I believe we should “be about our Father’s business”—advancing the kingdom of our Lord Jesus Christ. What could be more important—and more meaningful?
In the book of Acts, we read that the early Christians were “turning the world upside down.” The world had been turned upon its head in the fall and rebellion of humankind, and it desperately needed to be turned right side up. Though the early Christians faithfully pursued this goal, our world still needs to be turned right side up so that individuals might see God as He really is. Men and women need to turn their eyes from the material mud flats beneath—even if those “flats” are breathtaking mansions on waterfront property—and lift their eyes to the stars and know that God has created humanity for eternal life with Him.
My friends, our world still needs a spiritual revolution that turns the world upside down. But I am afraid that many Christians are like Edith. Edith is described in a certain novel as a small country bounded on the north, the south, the east, and the west by Edith itself. So many of us seem like that country, self-absorbed in our little circumscribed worlds. We don’t pay attention to anything outside our spheres of concern.

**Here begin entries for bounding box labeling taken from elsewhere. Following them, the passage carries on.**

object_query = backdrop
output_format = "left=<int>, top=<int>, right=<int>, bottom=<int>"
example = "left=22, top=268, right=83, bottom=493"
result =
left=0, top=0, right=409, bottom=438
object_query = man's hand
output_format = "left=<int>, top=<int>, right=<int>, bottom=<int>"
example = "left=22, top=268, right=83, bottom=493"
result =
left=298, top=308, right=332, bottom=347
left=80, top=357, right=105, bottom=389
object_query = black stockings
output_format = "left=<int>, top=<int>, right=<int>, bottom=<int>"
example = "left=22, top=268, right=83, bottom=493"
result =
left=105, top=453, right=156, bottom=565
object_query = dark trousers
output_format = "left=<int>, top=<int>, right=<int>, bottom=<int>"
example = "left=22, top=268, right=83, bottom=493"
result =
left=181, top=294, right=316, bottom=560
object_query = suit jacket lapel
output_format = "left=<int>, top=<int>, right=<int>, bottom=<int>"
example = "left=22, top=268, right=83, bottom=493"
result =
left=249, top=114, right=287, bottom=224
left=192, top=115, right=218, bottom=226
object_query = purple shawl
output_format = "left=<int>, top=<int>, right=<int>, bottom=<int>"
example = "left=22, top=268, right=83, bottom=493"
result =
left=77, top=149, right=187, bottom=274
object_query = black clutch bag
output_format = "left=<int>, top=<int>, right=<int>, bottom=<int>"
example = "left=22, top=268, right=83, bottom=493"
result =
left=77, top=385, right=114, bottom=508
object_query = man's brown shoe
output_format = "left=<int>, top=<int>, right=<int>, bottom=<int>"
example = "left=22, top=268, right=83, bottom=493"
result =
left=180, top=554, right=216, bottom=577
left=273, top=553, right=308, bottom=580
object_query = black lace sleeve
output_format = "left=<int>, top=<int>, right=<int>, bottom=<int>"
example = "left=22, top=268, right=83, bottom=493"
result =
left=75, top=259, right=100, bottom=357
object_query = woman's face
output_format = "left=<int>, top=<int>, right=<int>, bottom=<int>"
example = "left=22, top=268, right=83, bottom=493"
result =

Are you a world revolutionary? Have you determined in your heart to change the world, to turn it upside down for Christ? Have you hitched your life to this grand cause? Or are you meandering around in some small eddy out of the main current of human events? If you haven’t already, join in the grand plan to win as many people for Christ as you can. Determine today to touch one life with Christ’s love. This is “what in the world” we should be doing.
“I look upon the world as my parish.”